Additionally, Scarpelli shared that based on current consumption trends, he expects to see product revenue growth of about 47% during fiscal 2024, just a tad short of analysts’ estimates. Analysts on average were forecasting fiscal-2023 product revenue of $1.92 billion and 2024 product sales of $2.91 billion, growth of roughly 51%.

That was actually better than some analysts had been expecting, with Evercore ISI analyst Kirk Materne writing ahead of the call that he expected expectations for revenue to be closer to 40% growth than 50%.
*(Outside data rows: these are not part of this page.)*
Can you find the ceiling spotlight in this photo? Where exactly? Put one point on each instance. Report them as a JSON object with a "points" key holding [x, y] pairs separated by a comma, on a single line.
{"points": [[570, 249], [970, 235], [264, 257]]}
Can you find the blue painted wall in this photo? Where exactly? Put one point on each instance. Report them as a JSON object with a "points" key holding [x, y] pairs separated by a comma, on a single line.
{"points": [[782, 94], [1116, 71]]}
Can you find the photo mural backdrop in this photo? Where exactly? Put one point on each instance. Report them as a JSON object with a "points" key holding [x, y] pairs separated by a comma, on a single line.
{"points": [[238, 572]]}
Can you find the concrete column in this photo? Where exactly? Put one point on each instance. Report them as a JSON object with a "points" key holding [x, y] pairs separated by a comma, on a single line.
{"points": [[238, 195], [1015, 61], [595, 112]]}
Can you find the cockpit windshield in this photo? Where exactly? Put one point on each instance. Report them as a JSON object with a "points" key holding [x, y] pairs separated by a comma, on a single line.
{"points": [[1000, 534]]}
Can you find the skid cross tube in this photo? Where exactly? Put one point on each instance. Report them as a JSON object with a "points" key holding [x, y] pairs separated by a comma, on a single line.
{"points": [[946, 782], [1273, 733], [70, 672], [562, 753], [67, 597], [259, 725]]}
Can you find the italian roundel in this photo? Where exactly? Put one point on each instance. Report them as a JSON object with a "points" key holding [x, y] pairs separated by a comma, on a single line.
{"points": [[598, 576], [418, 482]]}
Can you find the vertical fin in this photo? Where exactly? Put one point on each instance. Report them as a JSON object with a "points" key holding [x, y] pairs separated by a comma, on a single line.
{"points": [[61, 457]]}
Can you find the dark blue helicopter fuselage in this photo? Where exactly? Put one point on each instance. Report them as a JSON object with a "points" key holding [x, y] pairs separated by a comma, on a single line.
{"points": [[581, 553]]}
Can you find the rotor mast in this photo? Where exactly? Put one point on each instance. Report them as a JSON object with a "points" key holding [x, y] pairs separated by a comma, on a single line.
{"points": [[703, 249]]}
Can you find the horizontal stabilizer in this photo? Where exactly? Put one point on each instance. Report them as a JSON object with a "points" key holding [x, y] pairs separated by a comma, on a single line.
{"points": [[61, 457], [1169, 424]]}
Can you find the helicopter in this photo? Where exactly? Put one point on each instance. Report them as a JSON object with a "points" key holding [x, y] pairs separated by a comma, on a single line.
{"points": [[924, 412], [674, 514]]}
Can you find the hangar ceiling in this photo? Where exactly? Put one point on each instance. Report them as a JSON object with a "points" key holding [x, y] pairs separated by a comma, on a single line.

“Ironically, in an investing environment where margins and FCF is becoming more front and center, we believe the demonstrated leverage in the business is perhaps being overlooked in the initial reaction,” Materne wrote after the results were released but ahead of the call. “However, as we noted coming into the quarter, we believe shares are going to be trapped in a range until the revenue expectations for FY24 are level set closer to +40% (Street at +50%).”

The stock had been off more than 10% shortly after the release of the report but pared back those losses midway through the earnings call to roughly 5% to 6%.

Snowflake recorded a fiscal third-quarter net loss of $201 million, or 63 cents a share, compared with a loss of $155 million, or 51 cents a share, in the year-before quarter. Analysts tracked by FactSet were anticipating a 63-cent loss per share on a GAAP basis.

The company posted adjusted net income per share of 11 cents, compared with 3 cents a year before, while analysts were modeling 5 cents.

Snowflake disclosed that it had 7,292 total customers. The company reported $65 million in free-cash flow, while analysts had been expecting $2 million. As he thinks to the next fiscal year, Scarpelli expects that Snowflake will slow hiring but add more than 1,000 net new employees.

Shares of Snowflake have declined 58% over the past 12 months, as the S&P 500 SPX, +3.09% has dropped 11%.